According to Cleland, the girls are usually very respectful and appreciative. “We don’t judge and we don’t preach. We are just there to help. And when they go out the door, we say thanks for coming by… which usually evokes surprise because they are the thankful ones.”
“We know that we probably won’t get them into the church pews and many of them are not even faith-based, but we’re hoping that even though they may not be ready now, maybe when the baby gets older, they will think of us,” she said.
The kindness received at Rebekah’s Closet had a profound effect on at least one customer. One day a young girl came in with her counselor. The girl was looking very pregnant and hoping to find a bassinet or crib so her baby would have somewhere to sleep.

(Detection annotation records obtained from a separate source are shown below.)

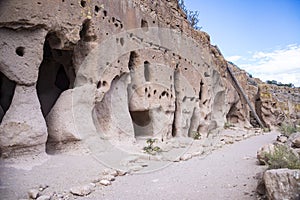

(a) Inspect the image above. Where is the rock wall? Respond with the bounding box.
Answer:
[0,0,299,157]
[228,63,300,128]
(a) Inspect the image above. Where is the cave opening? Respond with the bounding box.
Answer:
[0,71,16,123]
[130,110,153,138]
[36,32,75,117]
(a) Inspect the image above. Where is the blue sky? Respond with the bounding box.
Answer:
[184,0,300,86]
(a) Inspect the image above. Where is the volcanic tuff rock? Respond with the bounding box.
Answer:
[0,0,300,156]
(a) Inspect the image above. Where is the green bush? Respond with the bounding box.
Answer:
[192,132,201,140]
[178,0,202,30]
[266,145,300,169]
[143,138,162,155]
[224,122,234,129]
[279,122,297,137]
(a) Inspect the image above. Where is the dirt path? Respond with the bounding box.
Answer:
[0,134,276,200]
[87,134,276,200]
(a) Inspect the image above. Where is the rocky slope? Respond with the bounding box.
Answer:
[0,0,300,157]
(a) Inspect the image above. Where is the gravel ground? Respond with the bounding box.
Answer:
[0,133,276,200]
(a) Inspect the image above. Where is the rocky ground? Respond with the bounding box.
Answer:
[0,130,277,199]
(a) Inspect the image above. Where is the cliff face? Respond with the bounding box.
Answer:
[0,0,299,156]
[228,63,300,128]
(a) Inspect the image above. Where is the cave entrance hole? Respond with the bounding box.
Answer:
[130,110,153,138]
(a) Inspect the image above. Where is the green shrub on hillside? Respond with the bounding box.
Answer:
[266,145,300,169]
[279,122,297,137]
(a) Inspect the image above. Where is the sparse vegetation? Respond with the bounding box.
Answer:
[192,132,201,140]
[263,127,271,133]
[279,122,297,137]
[178,0,202,30]
[143,138,162,155]
[266,145,300,169]
[224,122,234,129]
[266,80,295,88]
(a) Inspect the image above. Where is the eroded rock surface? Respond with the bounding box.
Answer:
[264,169,300,200]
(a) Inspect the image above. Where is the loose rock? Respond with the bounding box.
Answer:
[257,144,275,165]
[70,184,95,196]
[100,180,111,186]
[28,189,39,199]
[264,169,300,200]
[37,195,51,200]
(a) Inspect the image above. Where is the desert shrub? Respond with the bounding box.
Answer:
[143,138,162,155]
[266,145,300,169]
[178,0,202,30]
[279,122,297,137]
[224,122,234,129]
[192,132,201,140]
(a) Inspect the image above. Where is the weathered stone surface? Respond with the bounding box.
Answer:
[0,28,47,85]
[99,179,111,186]
[264,169,300,200]
[0,85,48,155]
[28,189,39,199]
[46,90,82,143]
[257,144,275,165]
[36,195,51,200]
[70,183,95,196]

A bassinet had just come in the day before. The girl was delighted; and later that day gave birth. Six months later she visited again. She not only returned everything she was given that first day, plus more, but she also brought her son with her so the volunteers could take a picture of one of their happy clients, and post the photo on the wall.
“It has been a blessing to the members and the community,” said Cleland. “We have helped over 325 girls in the last 3 years and hopefully we have helped raise stronger babies because they were provided with the necessities when they were infants.”